Building general-purpose reasoning models using reinforcement learning with verifiable rewards (RLVR) across diverse domains has been widely adopted by frontier open-weight models. However, their training recipes and domain mixtures are often not disclosed. Joint optimization across domains poses significant challenges: domains vary widely in rollout length, problem difficulty and sample efficiency. Further, models with long chain-of-thought traces increase inference cost and latency, making efficiency critical for practical deployment.
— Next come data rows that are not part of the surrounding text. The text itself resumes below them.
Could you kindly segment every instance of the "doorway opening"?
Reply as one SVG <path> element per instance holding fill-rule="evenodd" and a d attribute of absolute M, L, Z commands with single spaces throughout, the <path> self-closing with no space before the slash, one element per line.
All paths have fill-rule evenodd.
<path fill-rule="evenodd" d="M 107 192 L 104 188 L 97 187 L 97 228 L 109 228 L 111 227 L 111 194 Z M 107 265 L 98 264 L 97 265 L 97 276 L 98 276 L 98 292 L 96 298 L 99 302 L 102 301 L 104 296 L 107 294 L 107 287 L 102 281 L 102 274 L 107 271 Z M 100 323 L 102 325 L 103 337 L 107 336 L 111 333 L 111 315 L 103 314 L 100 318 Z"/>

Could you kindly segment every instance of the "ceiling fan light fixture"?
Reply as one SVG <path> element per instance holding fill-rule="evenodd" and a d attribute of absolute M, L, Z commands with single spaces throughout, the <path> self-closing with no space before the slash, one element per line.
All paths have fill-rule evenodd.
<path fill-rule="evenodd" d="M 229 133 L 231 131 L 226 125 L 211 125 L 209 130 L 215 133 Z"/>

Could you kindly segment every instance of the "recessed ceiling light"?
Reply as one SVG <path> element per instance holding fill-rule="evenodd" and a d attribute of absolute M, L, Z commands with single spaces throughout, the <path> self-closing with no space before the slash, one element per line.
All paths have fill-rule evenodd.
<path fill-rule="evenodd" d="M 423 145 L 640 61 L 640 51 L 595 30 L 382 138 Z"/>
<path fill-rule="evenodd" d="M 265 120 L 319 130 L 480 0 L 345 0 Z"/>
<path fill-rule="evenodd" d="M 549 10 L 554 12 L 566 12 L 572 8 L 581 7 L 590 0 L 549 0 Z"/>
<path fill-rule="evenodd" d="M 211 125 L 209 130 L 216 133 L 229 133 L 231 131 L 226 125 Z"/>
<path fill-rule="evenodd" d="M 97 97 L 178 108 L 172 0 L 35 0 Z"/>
We present Apriel-Reasoner, trained with a fully reproducible multi-domain RL post-training recipe on Apriel-Base, a 15B-parameter open-weight LLM, across five domains using public datasets: mathematics, code generation, instruction following, logical puzzles and function calling. We introduce an adaptive domain sampling mechanism that preserves target domain ratios despite heterogeneous rollout dynamics, and a difficulty-aware extension of the standard length penalty that, with no additional training overhead, encourages longer reasoning for difficult problems and shorter traces for easy ones. Trained with a strict 16K-token output budget, Apriel-Reasoner generalizes to 32K tokens at inference and improves over Apriel-Base on AIME 2025, GPQA, MMLU-Pro, and LiveCodeBench while producing 30-50% shorter reasoning traces. It matches strong open-weight models of similar size at lower token cost, thereby pushing the Pareto frontier of accuracy versus token budget.